Toothy tea leaf Angela Gulbenkian admits stealing £1.1 million and pleads guilty as fellow art crook Inigo Philbrick remains in the clink also
“Grifter heiress” Angela Gulbenkian once mused “life is art” on her Instagram page, but for her, after putting in a guilty plea “to scamming collectors out of art they never received,” she might opt to change that to “life is prison.”
Branded an “ultimate deceiver” alongside the equally audacious art broker Inigo Philbrick in The Steeple Times last June after legendary Chelsea interior designer Jane Morris of Percy Bass called out the crook for conning her firm also, Gulbenkian yesterday admitted two charges of theft at Southwark Crown Court.
Married to the great-grandnephew of the British-Armenian art collector and oil baron Calouste Gulbenkian – father of the legendary Nubar – this wicked wench used her surname to give herself a “veneer of respectability in her work as an art advisor” supposedly. She even used a fake familial foundation email to back up her “shady dealings” and exploited Instagram in a manner similar to Philbrick’s dopey baby mama and Made In Chelsea whining warbler, Victoria Baker Harber.
Sadly, however, for the many victims of this bleach blonde bimbo turned art lifter, it seems that those who handed Gulbenkian over a million pounds will find it hard to recover their funds according to Artnet. In an email provided to them, Metropolitan Police officer Duncan Graham declared: “A confiscation order was made for the amount stolen. At present no assets are present within the UK to realise this confiscation.”
Speaking to The Art Newspaper, Christopher Marinello of Art Recovery International, who is representing one of private jet loving Gulbenkian’s victims, added:
“[The plea] was not too surprising to us because we had her dead to rights. She signed a stipulation of settlement in 2018 where she acknowledged owing the money that she stole, and that she was going to pay it back, but of course she defaulted, so the trial would have been very quick.”
“We pursue these fraud cases vigorously, and I think it’s the only way you can do that. The art world is seeing a rise in fraud and we went after Gulbenkian and anything and everything she touched. We think that the way to take on these fraud cases is to be relentless, and that’s what we’ve done.”
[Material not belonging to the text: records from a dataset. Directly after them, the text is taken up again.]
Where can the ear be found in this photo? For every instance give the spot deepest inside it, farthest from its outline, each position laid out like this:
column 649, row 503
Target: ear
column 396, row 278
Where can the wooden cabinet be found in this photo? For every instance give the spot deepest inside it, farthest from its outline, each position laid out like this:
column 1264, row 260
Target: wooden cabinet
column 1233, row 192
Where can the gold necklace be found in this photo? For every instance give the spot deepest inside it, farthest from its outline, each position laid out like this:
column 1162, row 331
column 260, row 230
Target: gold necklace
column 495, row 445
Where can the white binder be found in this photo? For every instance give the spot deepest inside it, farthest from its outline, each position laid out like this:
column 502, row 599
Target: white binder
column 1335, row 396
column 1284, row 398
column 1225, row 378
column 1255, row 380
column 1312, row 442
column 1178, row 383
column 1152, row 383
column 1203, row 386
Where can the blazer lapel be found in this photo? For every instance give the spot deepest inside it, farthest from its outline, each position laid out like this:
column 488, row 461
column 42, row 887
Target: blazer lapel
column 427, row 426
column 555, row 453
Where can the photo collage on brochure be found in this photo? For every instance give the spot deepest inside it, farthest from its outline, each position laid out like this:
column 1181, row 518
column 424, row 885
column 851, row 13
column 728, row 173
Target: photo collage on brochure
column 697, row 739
Angela Gulbenkian (née Ischwang and deservedly nicknamed ‘Awful Ange’ by a former friend) – who has been on remand since being extradited from Portugal after failing to show up at court in May 2020 – will be sentenced on 28th July. She will subsequently potentially face trial over separate charges in relation to a case involving the sale of a Warhol portrait of Queen Elizabeth II at a later date. Long may this grubby grotbag rot!